NVIDIA DOCA DPI Programming Guide

The NVIDIA DOCA DPI Programming Guide provides developers instructions to deploy the DOCA DPI library.

1. Introduction

Important: No updates were made to the DOCA DPI library in DOCA 2.2. Please refer to DOCA 2.5 for a note regarding future DPI updates.

Deep packet inspection (DPI) is a method of examining the full content of data packets as they traverse a monitored network checkpoint.

DPI provides a more robust mechanism for enforcing network packet filtering as it can be used to identify and block a range of complex threats hiding in network data streams more accurately. This includes:
  • Malicious applications
  • Malware data exfiltration attempts
  • Content policy violations
  • Application recognition
  • Load balancing
The DOCA DPI library supports inspection of the following protocols:
  • HTTP 2.0/1.1/1.0
  • TLS/SSL client hello and certificate messages
  • DNS

TCP/UDP stream-based signatures may detect applications on other protocols.

2. Prerequisites

DPI-based applications can run either on the host machine, or on the NVIDIA® BlueField® DPU target. Since the DPI leverages the Regular Expressions (RegEx) Engine, users must make sure it is enabled.

The RegEx engine is enabled by default on the DPU. To use DPI directly on the host, run:
host> sudo /etc/init.d/openibd stop
dpu> echo 1 > /sys/class/net/p0/smart_nic/pf/regex_en
dpu> cat /sys/kernel/mm/hugepages/hugepages-2048kB/nr_hugepages
# Make sure to allocate 200 additional hugepages
dpu> sudo echo 600 > /sys/kernel/mm/hugepages/hugepages-2048kB/nr_hugepages
dpu> systemctl start mlx-regex
# Verify the service is properly running
dpu> systemctl status mlx-regex
host> sudo /etc/init.d/openibd start
Note: Commands with the host prompt must be run on the host. Commands with the dpu prompt must be run on BlueField (Arm).

3. Architecture

The following diagram shows how the DPI library receives for processing a compiled signatures files and a stream of "in-order" and non-fragmented packets, and returns matches per flow.

3.1. Signature Database

The signature database is compiled into a CDO file by the DPI compiler. The CDO file includes:

  • Compiled RegEx engine rules
  • Other signature information

The application may load a new database while the DPI is processing packets.

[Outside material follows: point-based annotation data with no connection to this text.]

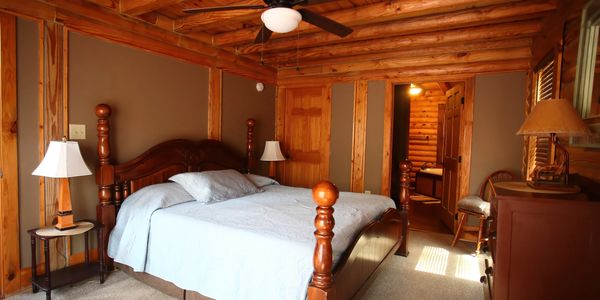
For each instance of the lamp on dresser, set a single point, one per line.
(63, 160)
(552, 118)
(272, 154)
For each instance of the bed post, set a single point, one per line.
(105, 211)
(325, 195)
(405, 167)
(250, 144)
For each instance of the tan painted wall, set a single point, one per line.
(498, 112)
(240, 102)
(27, 106)
(340, 159)
(374, 147)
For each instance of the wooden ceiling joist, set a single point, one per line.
(453, 72)
(405, 62)
(139, 7)
(211, 19)
(92, 19)
(465, 18)
(481, 33)
(412, 52)
(371, 13)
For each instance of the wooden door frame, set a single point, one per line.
(466, 125)
(9, 193)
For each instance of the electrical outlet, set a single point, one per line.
(76, 131)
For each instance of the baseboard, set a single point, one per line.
(74, 259)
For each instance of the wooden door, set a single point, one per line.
(306, 135)
(451, 157)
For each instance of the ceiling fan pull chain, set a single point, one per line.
(298, 49)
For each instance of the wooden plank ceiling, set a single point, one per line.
(411, 37)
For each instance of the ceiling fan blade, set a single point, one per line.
(324, 23)
(222, 8)
(263, 35)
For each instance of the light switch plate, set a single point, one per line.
(76, 131)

For more information on the DPI compiler, please refer to the NVIDIA DOCA DPI Compiler document.
Note: Programs using DOCA DPI library version 2.0 and above must use CDO files generated by DOCA DPI Compiler version 2.0 and above.

3.2. DPI Queue

A DPI queue, implemented as a doca_workq, is designed to be used by a worker thread. The DPI queue holds the flow's state. Therefore, all packets from both directions of the flow must be submitted to the same DPI queue in-order. Each packet must be injected as a doca_buf along with a flow context and a direction.

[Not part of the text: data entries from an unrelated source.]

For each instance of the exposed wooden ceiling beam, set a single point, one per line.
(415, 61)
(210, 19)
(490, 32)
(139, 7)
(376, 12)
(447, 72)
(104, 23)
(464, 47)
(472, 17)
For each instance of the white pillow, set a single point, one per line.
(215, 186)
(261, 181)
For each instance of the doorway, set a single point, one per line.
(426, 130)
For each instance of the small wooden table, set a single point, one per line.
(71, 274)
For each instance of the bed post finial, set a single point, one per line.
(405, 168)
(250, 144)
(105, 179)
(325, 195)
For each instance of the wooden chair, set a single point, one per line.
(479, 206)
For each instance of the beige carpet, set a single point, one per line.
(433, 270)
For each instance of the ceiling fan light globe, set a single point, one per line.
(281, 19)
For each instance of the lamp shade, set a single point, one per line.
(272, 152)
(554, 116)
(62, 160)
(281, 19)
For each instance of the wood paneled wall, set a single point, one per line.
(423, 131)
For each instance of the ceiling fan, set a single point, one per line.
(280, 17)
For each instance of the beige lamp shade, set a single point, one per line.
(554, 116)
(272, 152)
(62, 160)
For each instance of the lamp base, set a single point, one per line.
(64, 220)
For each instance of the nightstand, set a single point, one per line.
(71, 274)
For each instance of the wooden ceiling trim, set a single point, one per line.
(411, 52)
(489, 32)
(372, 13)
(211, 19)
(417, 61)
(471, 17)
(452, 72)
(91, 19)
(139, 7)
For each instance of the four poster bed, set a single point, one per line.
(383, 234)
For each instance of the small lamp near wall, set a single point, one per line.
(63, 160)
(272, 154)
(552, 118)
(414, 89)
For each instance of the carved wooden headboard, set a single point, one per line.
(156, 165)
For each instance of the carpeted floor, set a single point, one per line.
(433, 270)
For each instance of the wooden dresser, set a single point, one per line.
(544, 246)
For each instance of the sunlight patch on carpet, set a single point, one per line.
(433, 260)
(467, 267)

A flow direction is usually represented by a 5-tuple, but it can also be a 3-tuple for other protocols.
Note: From the application's side, the connection tracking (CT) logic must handle out-of-order packets as well as fragmented packets. Once a connection has timed out or terminated, the application must notify the DPI library as well.

4. API

For the library API reference, refer to DPI API documentation in NVIDIA DOCA Libraries API Reference Manual.

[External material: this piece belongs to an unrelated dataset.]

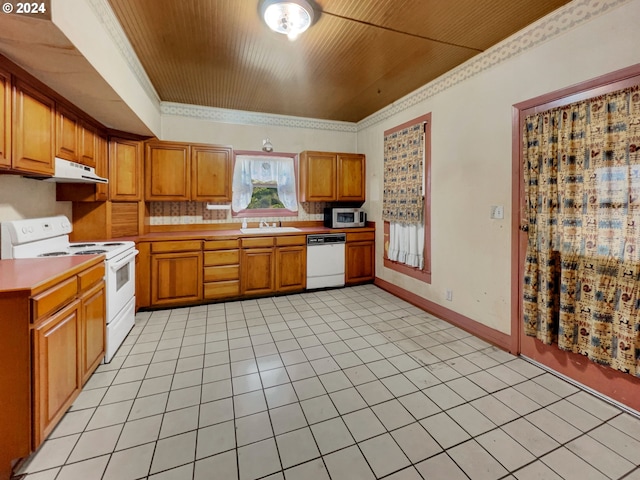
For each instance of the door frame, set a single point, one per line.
(605, 381)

Note: The pkg-config (*.pc file) for the DPI library library is included in DOCA's regular definitions (i.e., doca).

The DPI library is based on DOCA core objects and follows the standard execution model.

The following sections provide additional details about the library API and they indicate the order of operations.

4.1. Initialization and Configuration

A doca_dpi instance should be created with the following function:
doca_error_t doca_dpi_create(struct doca_dpi **dpi);
The following helper function can be used to map the doca_dpi instance to generic doca_ctx:
struct doca_ctx *doca_dpi_as_ctx(struct doca_dpi *dpi);
With the doca_ctx, standard DOCA core functions can be utilized to add a device to be used with DPI (doca_ctx_dev_add()) and to start the DPI context (doca_ctx_start()).
Note: Adding a device to a doca_dpi instance prior to starting is mandatory. The API calls doca_dpi_is_supported(), and doca_dpi_job_get_supported() can be used to check the compatibility of a given DOCA device.
Prior to starting the context, the following API calls can be used to configure the DPI library:
API Call Notes

DPI workqs can clone and hold references to buffers even after they are returned to the application which allows cross-packet signatures to be detected within a flow when more packets arrive. This function sets the maximum number of such references that can be held per DPI workq.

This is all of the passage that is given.